Firstly If you haven't already read it then there is a post here about Process.
I feel I have been far more critically aware since the start of this module and I feel the choices I have made to do with he process of making this work have been informed mainly by reading about the work of mainly two photographers, John Spinks and Jem Southam.
I have written a post about John Spinks work which you can read here. However to sum up he talks about using the large format camera for his project The New Village. There is a very different process using large format because of the length of time it takes to make the image.
"It’s a different kind of – I’m trying hard not to say consciousness – but that sort of thing." (Spinks, 2017)
Although due to firstly not owning one and secondly the cost of film and developing for large format I made the decision to stick with medium format but with the largest medium format negative possible. The 6x9 negative from a Fuji Rangefinder. I chose this camera also because it doesn't have a built in light meter so again I would need to emerge myself in the landscape to take the correct light meter readings to set the camera. ( Not getting it right every time yet).
This work is all about recalling memories and travelling over the ground Ive walked in the past. I wanted the actual process of making the images to be slower so I had the time to reflect on the place whilst making the work. Also because of the size of the negative you only get 8 frames on a roll of 120 film. I have both likes and dislikes for this. I like it because It means that a real human choice needs to be made before making the image. Is it exactly as I want it? Have I included and excluded the information I want? These are now very important questions when you don't have a memory card you can fill up with images. I dislike it due to the expense per image.
There are certainly some images which are far more successful than others but overall I am happy with this first batch of negatives.
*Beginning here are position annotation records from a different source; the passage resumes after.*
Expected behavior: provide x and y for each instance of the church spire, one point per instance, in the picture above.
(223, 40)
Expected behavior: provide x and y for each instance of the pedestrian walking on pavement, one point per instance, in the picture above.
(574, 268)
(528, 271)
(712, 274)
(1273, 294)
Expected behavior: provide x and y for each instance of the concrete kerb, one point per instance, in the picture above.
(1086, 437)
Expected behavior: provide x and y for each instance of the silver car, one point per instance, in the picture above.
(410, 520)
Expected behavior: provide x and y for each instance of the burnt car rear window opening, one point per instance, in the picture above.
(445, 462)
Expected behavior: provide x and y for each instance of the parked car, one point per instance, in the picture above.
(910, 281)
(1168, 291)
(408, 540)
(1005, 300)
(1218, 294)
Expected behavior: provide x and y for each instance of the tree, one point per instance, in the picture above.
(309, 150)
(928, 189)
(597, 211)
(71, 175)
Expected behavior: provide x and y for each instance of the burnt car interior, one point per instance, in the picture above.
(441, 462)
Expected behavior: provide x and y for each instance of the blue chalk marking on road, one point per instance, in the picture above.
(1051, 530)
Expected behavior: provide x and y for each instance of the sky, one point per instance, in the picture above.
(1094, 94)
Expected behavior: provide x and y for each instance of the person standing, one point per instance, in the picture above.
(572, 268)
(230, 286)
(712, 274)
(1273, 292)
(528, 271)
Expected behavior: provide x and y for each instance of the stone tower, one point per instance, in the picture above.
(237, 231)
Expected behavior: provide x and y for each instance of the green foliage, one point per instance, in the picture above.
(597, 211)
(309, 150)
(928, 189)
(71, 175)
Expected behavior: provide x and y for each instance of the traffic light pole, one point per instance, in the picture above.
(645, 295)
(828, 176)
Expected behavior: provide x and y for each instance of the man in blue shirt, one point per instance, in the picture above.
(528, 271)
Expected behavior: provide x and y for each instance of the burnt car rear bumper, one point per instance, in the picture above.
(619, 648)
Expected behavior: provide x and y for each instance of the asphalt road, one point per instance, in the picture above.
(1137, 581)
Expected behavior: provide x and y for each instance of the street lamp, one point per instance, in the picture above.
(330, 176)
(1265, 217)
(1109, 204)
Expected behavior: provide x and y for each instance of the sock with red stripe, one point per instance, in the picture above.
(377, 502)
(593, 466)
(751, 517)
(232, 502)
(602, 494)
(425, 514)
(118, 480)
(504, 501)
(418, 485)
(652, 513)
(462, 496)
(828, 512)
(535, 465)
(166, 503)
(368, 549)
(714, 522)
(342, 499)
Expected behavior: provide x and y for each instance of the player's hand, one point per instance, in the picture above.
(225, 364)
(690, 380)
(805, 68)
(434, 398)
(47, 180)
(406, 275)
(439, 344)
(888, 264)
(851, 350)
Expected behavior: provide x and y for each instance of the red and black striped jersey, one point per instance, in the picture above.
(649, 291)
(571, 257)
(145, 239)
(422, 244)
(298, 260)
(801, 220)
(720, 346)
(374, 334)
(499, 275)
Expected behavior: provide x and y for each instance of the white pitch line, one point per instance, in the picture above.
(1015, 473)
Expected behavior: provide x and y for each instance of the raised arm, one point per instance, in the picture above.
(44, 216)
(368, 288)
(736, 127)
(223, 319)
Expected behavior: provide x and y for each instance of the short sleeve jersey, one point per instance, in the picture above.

It seems my light metering skills are a little out still as there are certainly some that are overexposed. There were also some of the places I visited which were far more aesthetically pleasing than others although they may not have had the same emory status to me.
On a brief reflection of the images in these contact sheets overall, I feel the portraits of Cole in contact sheet 4 are the strongest of the series. A little more detail of why I chose Cole will come later on.
Other images which I found more aesthetically pleasing were the close up details in the landscape. I didn't find the wider shots to be so pleasing to the eye and actually it is the closer up images that resonate with me on a far more personal level in terms of the memories they hold.
I have written another post about the Landscape and Memory here.
Thinking back to the actual making of the images, the process of finding these little pockets of memory amongst the landscape have really made me look at the smaller details in the landscape. These which in some ways, could be a metaphor for daily life. I feel like especially living in a busy city, that life goes past so quickly and actually to spend some quiet time in the natural landscape slows things down and gives you time to think. In my case time to re think about memories of childhood in Devon and walking the same paths I did for this series.
Below are some of my favourite images in terms of there aesthetic value but actually also for the stories they hold. I'm now thinking about whether the stories should be part of the work or actually whether the images hold just be triggers for the viewer to think about their own memories, which may make the project stronger.
As well as Cole being my kind of nephew, the other reason I chose to make some portraits of him are because of his age. I was exactly the same age when I left Devon and moved to Bath with my family. More of the story can be found in this post here.
To jog my memory I wanted to spend some time with him in his natural landscape around his home and did this just before going off on my own to make some of the landscape images above.
Some of the images I feel are too literal and don't really fit with what I want to say. I spent some time in the grave yard in the village nearby where my Aunt Sarah is buried. Sarah was the focus of a previous body of work focusing on notions of family, imagination and ultimately Loss after she died in 9/11. I feel this ha been covered now and I don't want to continue down that path. However, there is one image of 'her' view from her gravestone one the top of the church which I really love. When I made that image I sat there for an hour or so just watching and recalling various times during my childhood. Again, and something which I touched on in the last module was that a great deal of my personal work is more about the process of making than the end result.